When Cory died, I became the worst I had ever been. For months after all I can remember is screaming. Bloody, horrible shrieks of pure terror. Hot, heavy tears pouring down my face. Hyperventilating until I couldn't breathe. My life was a living hell. I was always in the arena. Only this time, Cory was there with me. And neither of us could leave. We were trapped, and there was no escaping.
After a while, the visions and screaming subsided. My head began to clear up a bit. That was when my hatred fully began to settle in. Hatred for District 2 tribute, Sam Ivory. The victor of the 71st hunger games.

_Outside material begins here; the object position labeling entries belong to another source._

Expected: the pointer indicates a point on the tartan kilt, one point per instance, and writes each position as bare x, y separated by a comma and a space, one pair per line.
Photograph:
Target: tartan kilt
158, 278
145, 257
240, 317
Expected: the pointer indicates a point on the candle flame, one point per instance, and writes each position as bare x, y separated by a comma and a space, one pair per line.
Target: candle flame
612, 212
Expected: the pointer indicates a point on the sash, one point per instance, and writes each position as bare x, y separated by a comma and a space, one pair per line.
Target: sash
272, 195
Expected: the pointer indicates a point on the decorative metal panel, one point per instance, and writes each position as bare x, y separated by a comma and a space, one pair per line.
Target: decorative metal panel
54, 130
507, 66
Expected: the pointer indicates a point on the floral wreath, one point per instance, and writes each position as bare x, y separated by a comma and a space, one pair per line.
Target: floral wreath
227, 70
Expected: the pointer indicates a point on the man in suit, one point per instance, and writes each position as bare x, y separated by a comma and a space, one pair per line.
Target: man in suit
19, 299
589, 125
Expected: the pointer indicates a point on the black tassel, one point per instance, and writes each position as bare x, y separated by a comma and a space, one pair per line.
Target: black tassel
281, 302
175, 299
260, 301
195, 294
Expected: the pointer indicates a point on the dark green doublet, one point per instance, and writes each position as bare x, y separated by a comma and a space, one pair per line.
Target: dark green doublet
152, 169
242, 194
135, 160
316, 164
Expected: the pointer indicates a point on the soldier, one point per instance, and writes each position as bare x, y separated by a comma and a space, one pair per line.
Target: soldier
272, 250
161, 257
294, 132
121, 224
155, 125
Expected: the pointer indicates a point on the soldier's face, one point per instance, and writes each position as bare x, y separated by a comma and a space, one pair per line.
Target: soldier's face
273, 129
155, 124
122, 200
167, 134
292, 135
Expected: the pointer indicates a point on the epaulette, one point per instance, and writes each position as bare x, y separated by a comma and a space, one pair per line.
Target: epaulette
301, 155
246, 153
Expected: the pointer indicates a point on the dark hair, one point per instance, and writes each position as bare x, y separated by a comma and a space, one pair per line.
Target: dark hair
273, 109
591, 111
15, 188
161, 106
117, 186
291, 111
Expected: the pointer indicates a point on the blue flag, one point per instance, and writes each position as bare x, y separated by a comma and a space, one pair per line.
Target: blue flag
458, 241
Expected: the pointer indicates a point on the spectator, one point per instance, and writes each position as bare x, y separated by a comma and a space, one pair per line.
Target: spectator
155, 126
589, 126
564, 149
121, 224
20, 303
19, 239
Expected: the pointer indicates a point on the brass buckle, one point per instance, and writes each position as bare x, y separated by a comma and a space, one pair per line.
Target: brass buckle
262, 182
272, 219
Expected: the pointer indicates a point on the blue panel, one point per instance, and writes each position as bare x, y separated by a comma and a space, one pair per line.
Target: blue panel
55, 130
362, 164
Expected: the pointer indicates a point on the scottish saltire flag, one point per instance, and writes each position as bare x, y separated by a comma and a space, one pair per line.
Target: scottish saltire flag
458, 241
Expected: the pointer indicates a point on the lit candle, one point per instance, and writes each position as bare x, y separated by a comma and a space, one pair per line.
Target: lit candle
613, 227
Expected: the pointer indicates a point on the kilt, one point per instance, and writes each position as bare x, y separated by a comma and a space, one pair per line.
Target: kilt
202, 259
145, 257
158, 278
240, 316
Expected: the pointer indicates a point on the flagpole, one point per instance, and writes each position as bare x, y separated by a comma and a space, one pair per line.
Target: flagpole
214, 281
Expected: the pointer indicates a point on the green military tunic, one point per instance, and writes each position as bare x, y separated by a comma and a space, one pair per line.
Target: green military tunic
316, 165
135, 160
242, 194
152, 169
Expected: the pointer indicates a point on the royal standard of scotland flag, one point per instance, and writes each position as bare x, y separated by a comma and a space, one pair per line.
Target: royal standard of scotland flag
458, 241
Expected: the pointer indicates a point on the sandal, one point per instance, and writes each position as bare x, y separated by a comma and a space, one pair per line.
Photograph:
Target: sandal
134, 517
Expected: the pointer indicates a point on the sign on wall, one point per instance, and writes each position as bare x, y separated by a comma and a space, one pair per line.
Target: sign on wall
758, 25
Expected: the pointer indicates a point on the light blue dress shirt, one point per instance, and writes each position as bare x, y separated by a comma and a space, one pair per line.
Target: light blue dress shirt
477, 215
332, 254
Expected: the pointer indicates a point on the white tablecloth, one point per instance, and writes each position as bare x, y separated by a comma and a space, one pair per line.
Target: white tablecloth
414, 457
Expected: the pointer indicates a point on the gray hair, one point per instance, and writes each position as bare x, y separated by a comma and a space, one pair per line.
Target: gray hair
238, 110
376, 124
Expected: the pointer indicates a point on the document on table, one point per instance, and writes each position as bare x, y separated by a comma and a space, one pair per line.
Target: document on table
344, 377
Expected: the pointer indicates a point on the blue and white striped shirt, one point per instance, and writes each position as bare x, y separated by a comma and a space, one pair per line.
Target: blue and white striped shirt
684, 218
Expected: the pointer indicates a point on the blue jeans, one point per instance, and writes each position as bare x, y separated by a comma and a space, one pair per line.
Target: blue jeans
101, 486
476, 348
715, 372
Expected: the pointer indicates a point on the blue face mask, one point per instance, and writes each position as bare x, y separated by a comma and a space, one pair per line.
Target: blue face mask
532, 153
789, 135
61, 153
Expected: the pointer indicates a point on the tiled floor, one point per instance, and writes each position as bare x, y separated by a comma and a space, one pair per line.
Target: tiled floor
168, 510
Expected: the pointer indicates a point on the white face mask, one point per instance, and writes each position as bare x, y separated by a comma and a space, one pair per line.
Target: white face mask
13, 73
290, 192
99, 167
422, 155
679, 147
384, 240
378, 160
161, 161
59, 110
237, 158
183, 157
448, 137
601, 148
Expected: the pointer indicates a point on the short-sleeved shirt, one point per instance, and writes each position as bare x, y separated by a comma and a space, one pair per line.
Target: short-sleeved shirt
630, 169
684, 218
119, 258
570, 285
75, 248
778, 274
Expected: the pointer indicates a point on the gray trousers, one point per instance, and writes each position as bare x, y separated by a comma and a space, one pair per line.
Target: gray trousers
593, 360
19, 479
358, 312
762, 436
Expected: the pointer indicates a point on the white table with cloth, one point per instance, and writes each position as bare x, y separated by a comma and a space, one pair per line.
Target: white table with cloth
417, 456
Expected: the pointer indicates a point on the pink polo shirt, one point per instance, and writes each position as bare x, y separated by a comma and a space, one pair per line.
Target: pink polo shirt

And murderer of my brother.
Once my head cleared itself of the visions and my heart began to darken, it was easier. I learned how to put up a front, how to pretend. I became very good at it. I would go to the Capitol events that they wanted me to go to, be interviewed by those that wanted to interview me, I even went to the broadcasted interviews of last hunger games. Of course, I never mentored. Even the Capitol knew that was too much to expect. But I could still pretend.
The nightmares never truly leave, though.